I had a bit of a false start with my career after university. I was always interested in words and how they worked and wanted to go into advertising, but I lacked confidence in my writing and went into a management role in the civil service instead.  As the years ticked along I felt increasingly that I was in the wrong place doing the wrong job. One day I plucked up courage and wrote to some ad agencies in Newcastle and got a couple of interviews and one agency took me on. It felt like finally I was in the right place. There’s a lesson there about going with what your heart is trying to tell you…

 

How did you go from writing ads to writing a novel?

Richard Armitage, the actor!! I saw him on the TV, googled him (as you do) and ended up on a fantastic website where I not only discovered discussions about him but also about books, plays, films, in fact, all kinds of things. More importantly there was a forum for people to write stories based on the characters he has played. I had a go at writing one of these fan fictions, then another and I was hooked. About six women who started out writing these stories on this site have now gone on to be published authors and one of them suggested I try my hand at a contemporary romance. ‘Who’s Afraid of Mr Wolfe?’ was the result and there’s a lot of Mr Armitage in Jack Wolfe.

 

What are the differences and similarities between advertising and novel writing?

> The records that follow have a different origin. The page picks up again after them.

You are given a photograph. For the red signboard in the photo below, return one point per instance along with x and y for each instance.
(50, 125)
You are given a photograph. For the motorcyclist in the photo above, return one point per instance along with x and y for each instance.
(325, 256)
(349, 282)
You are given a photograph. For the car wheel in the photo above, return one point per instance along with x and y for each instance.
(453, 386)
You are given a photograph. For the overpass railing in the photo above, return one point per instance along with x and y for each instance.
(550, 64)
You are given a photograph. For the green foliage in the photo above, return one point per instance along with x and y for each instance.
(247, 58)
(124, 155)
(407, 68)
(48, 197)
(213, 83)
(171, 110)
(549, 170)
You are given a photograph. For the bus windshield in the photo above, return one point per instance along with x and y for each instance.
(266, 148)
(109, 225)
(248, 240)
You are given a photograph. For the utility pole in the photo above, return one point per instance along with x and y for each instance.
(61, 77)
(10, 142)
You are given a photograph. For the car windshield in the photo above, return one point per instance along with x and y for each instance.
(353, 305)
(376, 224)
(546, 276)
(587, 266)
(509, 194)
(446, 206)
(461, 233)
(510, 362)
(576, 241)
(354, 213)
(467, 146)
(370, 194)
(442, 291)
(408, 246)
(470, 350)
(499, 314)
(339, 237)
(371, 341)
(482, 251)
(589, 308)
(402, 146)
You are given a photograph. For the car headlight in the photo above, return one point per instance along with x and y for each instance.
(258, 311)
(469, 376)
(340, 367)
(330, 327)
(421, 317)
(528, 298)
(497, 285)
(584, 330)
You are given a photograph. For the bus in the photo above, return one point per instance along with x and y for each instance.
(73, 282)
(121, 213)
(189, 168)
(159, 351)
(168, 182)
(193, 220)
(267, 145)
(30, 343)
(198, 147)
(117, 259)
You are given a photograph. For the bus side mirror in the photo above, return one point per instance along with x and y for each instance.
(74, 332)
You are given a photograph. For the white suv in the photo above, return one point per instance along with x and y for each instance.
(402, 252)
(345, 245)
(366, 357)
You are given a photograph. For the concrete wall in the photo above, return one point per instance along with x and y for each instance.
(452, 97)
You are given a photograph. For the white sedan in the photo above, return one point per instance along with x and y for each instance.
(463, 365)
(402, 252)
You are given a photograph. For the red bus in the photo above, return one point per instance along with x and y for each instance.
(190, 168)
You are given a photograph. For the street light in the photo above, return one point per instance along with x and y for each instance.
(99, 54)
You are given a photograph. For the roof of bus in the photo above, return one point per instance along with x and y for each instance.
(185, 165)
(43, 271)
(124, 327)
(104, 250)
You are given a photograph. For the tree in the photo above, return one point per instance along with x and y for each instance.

The main difference is that you’re not writing with the aim of selling a product when you write a novel. Even if you have a burning message to impart to the world, you have to do it via a believable set of characters in a world that makes sense within the book. In advertising you decide what the main selling point is, focus on that and make it appeal to the market you’re talking to.

Similarities? Well the best advertising is highly imaginative -  in some cases you’re creating a need in the consumer they didn’t know they had. And when you’re writing a novel, you still have to be aware of your market - particularly in a genre like romance… the reader doesn’t want to be whisked into a gore fest when they were expecting a kiss!! One other similarity – in both disciplines you have to grab the reader’s attention right from the start.